Q: What happens to my BackgroundService jobs when the app shuts down?

The host passes a CancellationToken to BackgroundService.ExecuteAsync that is cancelled when shutdown is triggered. If your job loop does not observe this token — for example, by passing it to await Task.Delay or database calls — it will be forcefully killed when the shutdown timeout expires, potentially mid-operation. Always pass the stoppingToken through every async call in your background service, and implement a checkpoint pattern for long-running jobs so they can resume from where they left off after restart.

Q: Should I use IHostApplicationLifetime or IHostedService for shutdown logic?

Use IHostApplicationLifetime when you need to register callbacks that run at application start, stopping, or stopped events — for example, releasing external resources, flushing telemetry, or notifying a service registry. Use IHostedService (or BackgroundService) when you have a long-running process that should be running continuously during the application lifetime and needs a clean shutdown path. The two are complementary: a BackgroundService can inject IHostApplicationLifetime to trigger application shutdown if a critical failure occurs.
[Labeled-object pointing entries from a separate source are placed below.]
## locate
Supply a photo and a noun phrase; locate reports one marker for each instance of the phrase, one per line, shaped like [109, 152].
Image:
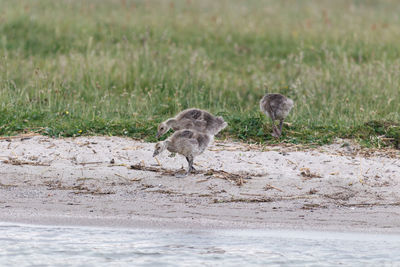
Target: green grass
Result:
[70, 68]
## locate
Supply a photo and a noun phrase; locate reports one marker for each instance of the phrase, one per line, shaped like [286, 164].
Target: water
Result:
[27, 245]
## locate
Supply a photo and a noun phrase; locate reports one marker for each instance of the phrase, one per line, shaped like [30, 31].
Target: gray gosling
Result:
[189, 143]
[277, 107]
[193, 118]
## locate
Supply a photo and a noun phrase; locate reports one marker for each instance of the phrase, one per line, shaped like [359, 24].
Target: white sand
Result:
[71, 181]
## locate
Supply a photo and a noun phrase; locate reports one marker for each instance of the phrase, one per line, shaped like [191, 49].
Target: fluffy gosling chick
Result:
[277, 107]
[196, 119]
[189, 143]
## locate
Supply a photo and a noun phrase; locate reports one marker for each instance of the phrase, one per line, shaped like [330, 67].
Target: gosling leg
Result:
[280, 127]
[190, 168]
[190, 161]
[275, 131]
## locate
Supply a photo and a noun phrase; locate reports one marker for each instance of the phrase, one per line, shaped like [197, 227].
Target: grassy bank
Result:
[120, 67]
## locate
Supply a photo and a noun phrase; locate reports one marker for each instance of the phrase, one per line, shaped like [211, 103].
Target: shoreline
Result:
[88, 181]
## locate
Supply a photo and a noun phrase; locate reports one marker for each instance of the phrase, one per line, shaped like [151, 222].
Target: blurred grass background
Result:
[119, 67]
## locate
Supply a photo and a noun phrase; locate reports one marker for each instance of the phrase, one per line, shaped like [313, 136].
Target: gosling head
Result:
[165, 126]
[159, 147]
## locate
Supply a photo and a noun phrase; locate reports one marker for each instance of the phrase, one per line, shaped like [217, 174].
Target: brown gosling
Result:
[189, 143]
[193, 118]
[277, 107]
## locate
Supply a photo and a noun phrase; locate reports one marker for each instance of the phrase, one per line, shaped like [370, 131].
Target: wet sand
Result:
[90, 181]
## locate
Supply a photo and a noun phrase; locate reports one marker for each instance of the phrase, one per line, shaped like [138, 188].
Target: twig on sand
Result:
[15, 161]
[234, 178]
[268, 187]
[22, 136]
[159, 164]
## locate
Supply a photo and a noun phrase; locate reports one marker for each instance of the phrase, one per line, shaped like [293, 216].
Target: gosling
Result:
[196, 119]
[188, 143]
[277, 107]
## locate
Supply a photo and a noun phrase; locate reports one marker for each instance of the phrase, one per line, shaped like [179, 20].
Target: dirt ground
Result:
[114, 181]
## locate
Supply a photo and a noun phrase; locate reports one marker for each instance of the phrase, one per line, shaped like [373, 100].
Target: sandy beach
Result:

Q: Does graceful shutdown work with the ASP.NET Core development server?

Yes — pressing Ctrl+C in the terminal sends SIGINT, which the generic host converts into the same shutdown sequence as SIGTERM in production. IHostApplicationLifetime callbacks fire, in-flight requests are given time to complete up to the shutdown timeout, and BackgroundService.ExecuteAsync receives the stoppingToken cancellation. This means you can test your graceful shutdown logic locally without needing a Kubernetes cluster.

February 27, 2026

10 min read

Advanced

The Silent Error You Ship on Every Deploy

Rolling deploys are supposed to be invisible to users. Kubernetes spins up a new pod, drains the old one, and traffic shifts without a blip. In practice, the old pod receives a SIGTERM and Kestrel stops accepting connections while requests are still in-flight — those requests get a connection reset, the user sees an error, and your metrics show a spike of 5xx responses clustered precisely around deploy time.

The failure is predictable and completely preventable. It happens because graceful shutdown requires three things working in concert: the process must delay long enough for the load balancer to stop sending it traffic, in-flight requests must be given time to complete, and background jobs must checkpoint their work before the process exits. Most ASP.NET Core applications implement none of the three correctly by default.

This article walks through each layer — what breaks, why, and the exact code that fixes it. The patterns apply whether you're running on Kubernetes, Azure App Service, or bare VMs behind a load balancer.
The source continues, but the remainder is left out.